Employee salaries have been paid through December but some vendors were still awaiting payment and Satyam was considering "options in terms of outstanding responsibilities," he said.
It was not clear where Raju went after he quit Wednesday, said company spokeswoman Archana Uttapa.
Mynampati said he had not heard from Raju since Wednesday morning, when he spoke with senior executives on a conference call.
Trading on India's stock exchanges was closed Thursday because of a holiday, but on Wednesday, news of the fraud at Satyam Computer Services Ltd. dragged the benchmark Sensex stock index down 7.3 percent — with Satyam's shares plummeting nearly 78 percent.
On Thursday the Bombay Stock Exchange issued a notice saying it was removing Satyam Computers from the Sensex.
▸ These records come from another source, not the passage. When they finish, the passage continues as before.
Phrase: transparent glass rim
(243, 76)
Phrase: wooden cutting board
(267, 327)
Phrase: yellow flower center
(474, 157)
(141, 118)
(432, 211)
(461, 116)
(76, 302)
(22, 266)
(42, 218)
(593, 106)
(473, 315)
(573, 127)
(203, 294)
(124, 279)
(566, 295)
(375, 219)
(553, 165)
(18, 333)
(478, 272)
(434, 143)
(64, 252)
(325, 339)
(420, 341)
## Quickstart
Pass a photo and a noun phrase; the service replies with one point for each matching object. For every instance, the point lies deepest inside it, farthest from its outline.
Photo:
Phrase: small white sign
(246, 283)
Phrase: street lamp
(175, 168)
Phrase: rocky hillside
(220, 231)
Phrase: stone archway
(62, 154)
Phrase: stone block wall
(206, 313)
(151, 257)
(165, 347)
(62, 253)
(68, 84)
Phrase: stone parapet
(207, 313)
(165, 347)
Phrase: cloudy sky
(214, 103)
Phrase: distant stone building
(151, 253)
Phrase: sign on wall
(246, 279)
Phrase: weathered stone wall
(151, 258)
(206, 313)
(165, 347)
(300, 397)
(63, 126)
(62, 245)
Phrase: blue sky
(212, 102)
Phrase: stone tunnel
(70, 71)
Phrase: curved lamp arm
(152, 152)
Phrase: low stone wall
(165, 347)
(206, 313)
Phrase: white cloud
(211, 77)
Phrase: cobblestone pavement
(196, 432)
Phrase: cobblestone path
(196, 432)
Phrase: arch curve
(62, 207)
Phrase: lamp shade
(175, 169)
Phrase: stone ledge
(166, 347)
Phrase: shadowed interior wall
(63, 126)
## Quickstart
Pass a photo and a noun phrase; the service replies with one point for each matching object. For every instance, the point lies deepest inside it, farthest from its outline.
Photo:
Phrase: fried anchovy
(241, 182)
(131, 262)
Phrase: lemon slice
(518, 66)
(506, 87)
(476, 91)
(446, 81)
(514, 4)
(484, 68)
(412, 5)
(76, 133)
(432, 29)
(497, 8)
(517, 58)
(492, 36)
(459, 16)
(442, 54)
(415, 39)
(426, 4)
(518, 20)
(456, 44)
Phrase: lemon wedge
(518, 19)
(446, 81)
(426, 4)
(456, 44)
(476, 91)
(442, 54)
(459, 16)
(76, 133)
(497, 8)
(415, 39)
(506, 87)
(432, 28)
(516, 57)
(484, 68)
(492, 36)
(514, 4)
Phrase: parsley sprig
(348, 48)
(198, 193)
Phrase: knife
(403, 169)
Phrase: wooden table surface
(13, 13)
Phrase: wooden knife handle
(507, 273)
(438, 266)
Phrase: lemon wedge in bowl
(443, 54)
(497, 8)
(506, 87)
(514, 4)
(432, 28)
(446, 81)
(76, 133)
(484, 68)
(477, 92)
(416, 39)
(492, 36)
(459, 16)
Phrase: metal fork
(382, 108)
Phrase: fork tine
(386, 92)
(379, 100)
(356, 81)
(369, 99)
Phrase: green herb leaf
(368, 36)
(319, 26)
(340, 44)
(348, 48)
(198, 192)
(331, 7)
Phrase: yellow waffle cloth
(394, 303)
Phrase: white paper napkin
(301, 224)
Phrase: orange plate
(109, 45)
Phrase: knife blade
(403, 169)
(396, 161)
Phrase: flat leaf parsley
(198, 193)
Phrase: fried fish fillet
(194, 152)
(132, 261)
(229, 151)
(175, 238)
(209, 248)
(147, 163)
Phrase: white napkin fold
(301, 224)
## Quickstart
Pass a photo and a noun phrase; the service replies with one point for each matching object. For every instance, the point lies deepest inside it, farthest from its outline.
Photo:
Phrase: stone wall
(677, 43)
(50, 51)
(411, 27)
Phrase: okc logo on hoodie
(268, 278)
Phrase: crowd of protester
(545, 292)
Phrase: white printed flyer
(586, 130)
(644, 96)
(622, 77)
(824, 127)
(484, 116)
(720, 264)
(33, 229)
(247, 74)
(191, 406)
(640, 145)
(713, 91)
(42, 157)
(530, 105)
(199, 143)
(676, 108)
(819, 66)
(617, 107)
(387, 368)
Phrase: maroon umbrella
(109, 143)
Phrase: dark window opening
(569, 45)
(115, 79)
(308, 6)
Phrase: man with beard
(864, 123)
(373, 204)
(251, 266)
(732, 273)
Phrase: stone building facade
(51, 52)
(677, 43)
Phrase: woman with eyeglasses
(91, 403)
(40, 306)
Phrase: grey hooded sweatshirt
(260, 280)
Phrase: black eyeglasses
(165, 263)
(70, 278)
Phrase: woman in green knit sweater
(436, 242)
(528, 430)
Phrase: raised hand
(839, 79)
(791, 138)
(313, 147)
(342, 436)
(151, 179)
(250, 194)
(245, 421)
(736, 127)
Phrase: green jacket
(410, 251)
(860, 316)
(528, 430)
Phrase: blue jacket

The chief minister of Andhra Pradesh, the south Indian state where Satyam is headquartered, wrote Thursday to Prime Minister Manmohan Singh asking him to appoint a management team that could restore confidence in the company and help protect its employees and investors.
The company employs 53,000 people — among the 2 million Indians working in the country's booming high-tech industry, which last year brought in an estimated $40 billion. Satyam's clients include a slew of Fortune 500 companies including Nestle, General Electric and Ford Motors.
Holders of the company's U.S.-listed shares — which have been halted from trading on the New York Stock Exchange while regulators investigate — have filed two class action suits against Satyam, the law firms representing the investors said in separate statements.